I often wonder if you read before you write, I made a point that there seemed to be confusion in the post. On one hand the talk is cross trade work, but the  examples seem to be poor amateur work. So as usual you go off half cocked not reading the post. So can you tell me . Is this bad cross trade work and is an example of this, or is it not. My answer was if this job did get a compliance certificate with these flaws what was that worth when the job was a mess. So please read the posts I do before you jump to your conclusions again. Perhaps Ill give you the red spot.

----------


## TwinTrade

> I often wonder if you read before you write, I made a point that there seemed to be confusion in the post. On one hand the talk is cross trade work, but the  examples seem to be poor amateur work. So as usual you go off half cocked not reading the post. So can you tell me . Is this bad cross trade work and is an example of this, or is it not. My answer was if this job did get a compliance certificate with these flaws what was that worth when the job was a mess. So please read the posts I do before you jump to your conclusions again. Perhaps Ill give you the red spot.
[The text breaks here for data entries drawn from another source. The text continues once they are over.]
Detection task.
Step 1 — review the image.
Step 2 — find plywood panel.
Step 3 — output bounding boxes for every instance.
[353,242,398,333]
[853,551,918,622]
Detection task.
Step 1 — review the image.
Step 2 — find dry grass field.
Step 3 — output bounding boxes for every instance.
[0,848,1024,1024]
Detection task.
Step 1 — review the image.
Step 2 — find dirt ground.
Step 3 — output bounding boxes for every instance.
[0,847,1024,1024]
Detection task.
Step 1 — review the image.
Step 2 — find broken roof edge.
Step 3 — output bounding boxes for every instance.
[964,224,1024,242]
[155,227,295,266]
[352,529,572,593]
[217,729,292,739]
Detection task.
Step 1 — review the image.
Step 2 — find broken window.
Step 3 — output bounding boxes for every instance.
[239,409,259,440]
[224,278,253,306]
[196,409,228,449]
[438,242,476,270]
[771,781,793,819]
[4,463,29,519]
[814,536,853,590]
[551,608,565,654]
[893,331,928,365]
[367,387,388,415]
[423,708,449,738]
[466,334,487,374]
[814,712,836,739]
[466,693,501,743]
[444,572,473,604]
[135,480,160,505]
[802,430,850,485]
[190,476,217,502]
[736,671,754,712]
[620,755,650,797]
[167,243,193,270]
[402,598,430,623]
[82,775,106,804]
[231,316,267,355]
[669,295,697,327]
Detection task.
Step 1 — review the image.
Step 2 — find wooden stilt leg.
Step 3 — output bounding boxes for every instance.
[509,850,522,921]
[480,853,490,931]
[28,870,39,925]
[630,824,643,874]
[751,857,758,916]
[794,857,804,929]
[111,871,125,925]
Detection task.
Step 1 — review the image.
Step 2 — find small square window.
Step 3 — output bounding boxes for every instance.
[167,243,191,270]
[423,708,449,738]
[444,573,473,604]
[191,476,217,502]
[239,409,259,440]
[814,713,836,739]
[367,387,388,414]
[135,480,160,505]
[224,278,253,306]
  The example given was about an Air Con installer wiring his own house lights, yes it is amateur work but the reason behind the post was to show that sometimes a little bit of knowledge is a dangerous thing.

----------


## elkangorito

> I often wonder if you read before you write, I made a point that there seemed to be confusion in the post. On one hand the talk is cross trade work, but the  examples seem to be poor amateur work. So as usual you go off half cocked not reading the post. So can you tell me . Is this bad cross trade work and is an example of this, or is it not. My answer was if this job did get a compliance certificate with these flaws what was that worth when the job was a mess. So please read the posts I do before you jump to your conclusions again. Perhaps Ill give you the red spot.

  If I have misunderstood you, please forgive me but I do find it a little difficult to decipher your posts.

----------